Pour y faire face, les moyens de prévention restent toujours essentiels dont en premier lieu la propreté, l’hygiène et la nécessité de limiter les contacts physiques au strict minimum surtout en cas de déclaration de cas dans une zone donnée. La fièvre hémorragique Ebola vient en fait d’un virus qui se transmet par contact physique avec des liquides corporels infectés, selon les spécialistes qui soulignent que le gibier de brousse est considéré comme un vecteur potentiel.

-« Ebola », la rivière « exotique » !

Ironie du sort, « Ebola » est le nom d’une rivière de beauté exotique, au Nord de la RDC,  qui incite le visiteur à en découvrir les charmes, malgré l’état des routes. Hélas ! Le premier  foyer connu de cette fièvre a été déclaré, en 1976, près de la rivière Ebola. Depuis, le virus a été dénommé « Ebola ». Mais puisque les épidémies en RDC ont été souvent vite circonscrites, contrairement à celle qui avait sévèrement touché des pays de l’Afrique de l’Ouest durant la période 2013-2016, le pays n’est souvent pas cité bien que le virus est « passé » neuf fois par là. En 2017, il a fait quatre morts.

A la date du 15 mai 2018, 44 cas de MVE ont été enregistrés dans le pays, depuis le début de l’épidémie, dont 23 décès : 21 cas suspects, 20 cas probables et 3 cas confirmés, sachant que les premiers cas ont été notifiés le 3 mai 2018 dans la Province de l’Equateur (Nord-Ouest), à environ 700 Km de la capitale Kinshasa.

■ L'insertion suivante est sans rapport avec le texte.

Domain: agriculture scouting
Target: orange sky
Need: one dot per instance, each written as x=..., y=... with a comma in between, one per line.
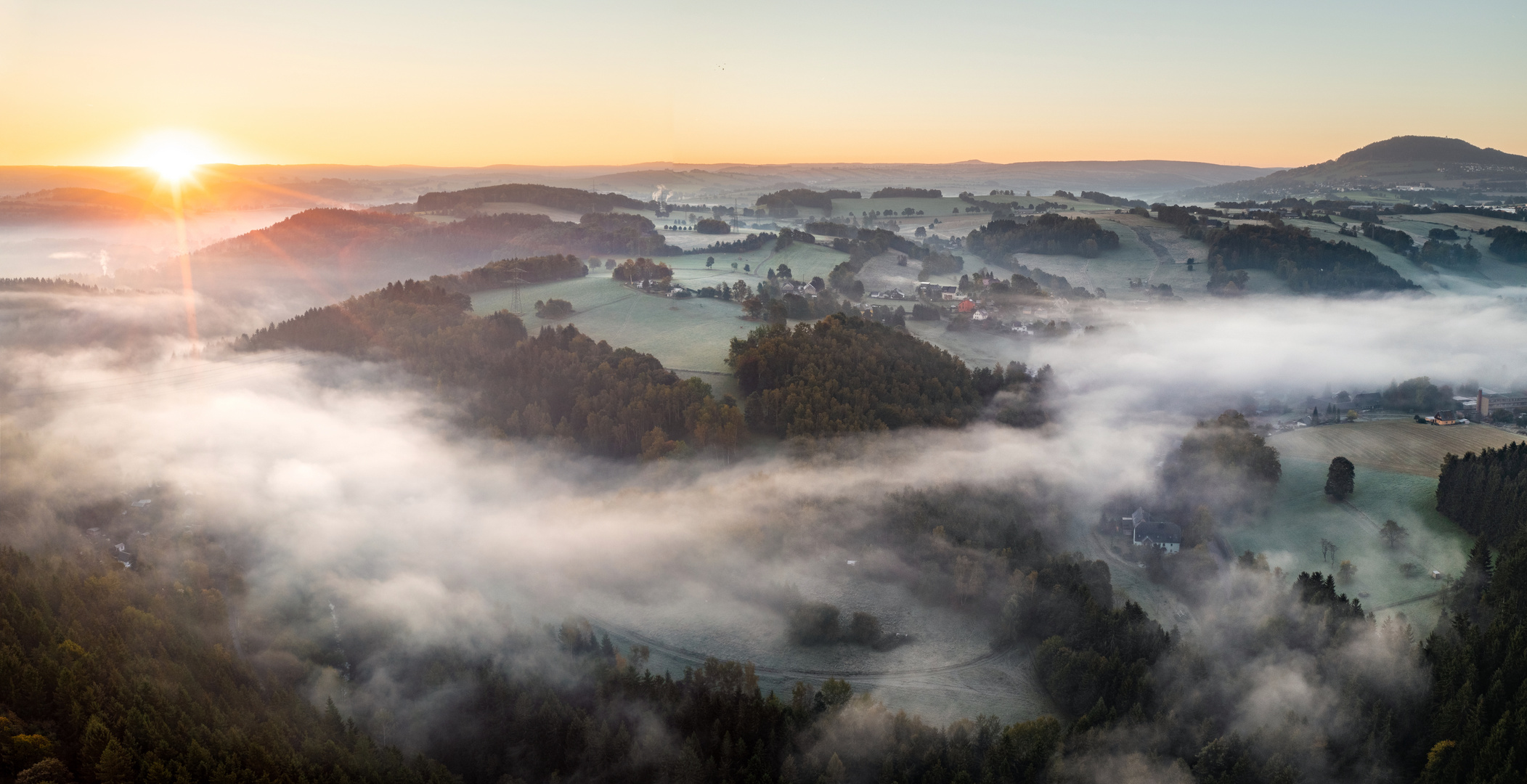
x=479, y=83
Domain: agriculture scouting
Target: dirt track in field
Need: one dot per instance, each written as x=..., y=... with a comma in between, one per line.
x=1391, y=444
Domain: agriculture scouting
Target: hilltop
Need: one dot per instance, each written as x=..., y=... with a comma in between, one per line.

Sur le terrain, la lutte contre l’épidémie est toujours en cours, renforcée particulièrement par une campagne de vaccination contre le virus devant démarrer ce lundi 21 mai 2018 et cible en premier lieu le personnel de santé, les contacts des malades et les contacts des contacts, selon le porte-parole par intérim du gouvernement congolais, Flory Kabange Numbi. Environ 600 personnes sont concernées par cette première phase de vaccination.

-À crainte d’isolement, une riposte rapide

Kinshasa, qui dispose actuellement de 5 400 doses de vaccin, a eu la promesse de partenaires de lui fournir « 300 000 doses » pour cette opération dont la durée n’a pas été déterminée, devait expliquer, samedi 19 mai, le porte-parole congolais, cité par les médias. Et dans le cadre de la riposte, le travail de diagnostic et de prévention d’autres cas avait commencé dès la première semaine de ce mois dans les localités de Bikoro et Iboko ainsi que la ville de Mbandaka, relevant de la Province de l’Equateur.

Tout en s’attaquant à la vaccination, le gouvernement s’est opposé à d’éventuelles « mesures d’isolement contre la RDC » et exprimé, à ce propos, sa pleine satisfaction « de la qualité et de la rapidité de la riposte ».

A juste titre, la crainte d’isolement rappelle le manque à gagner économique et la frustration sociale qu’ont connus, lors de l’épidémie de 2013-2016, les pays touchés, parallèlement à la satisfaction quant à la solidarité exprimée par des pays amis. Et quand cette solidarité est africaine, la satisfaction ne pouvait qu’être encore plus grande, ce qui rappelle la solidarité marocaine concrète, agissante et diversifiée, dans les situations difficiles, envers tant de peuples africains frères.

Quand la crise était, justement, à son comble, la décision de la Compagnie nationale de transport aérien, Royal Air Maroc (RAM), de maintenir ses vols à destination des pays africains qui étaient frappés de plein fouet par l’épidémie d’Ebola, est encore dans les mémoires.

Pour l’heure, la situation semble maitrisée en RDC, mais la vigilance est de mise du fait que « la Maladie à Virus Ebola constitue une urgence de santé publique de portée internationale ». C’en est ainsi pour le ministre congolais de la Santé publique, le Dr. Oly Ilunga Kalenga, qui considère l’épidémie, déclarée actuellement, comme une pathologie à haut risque. Pour l’endiguer et éviter le scénario du pire, la mobilisation internationale est la condition sine qua non.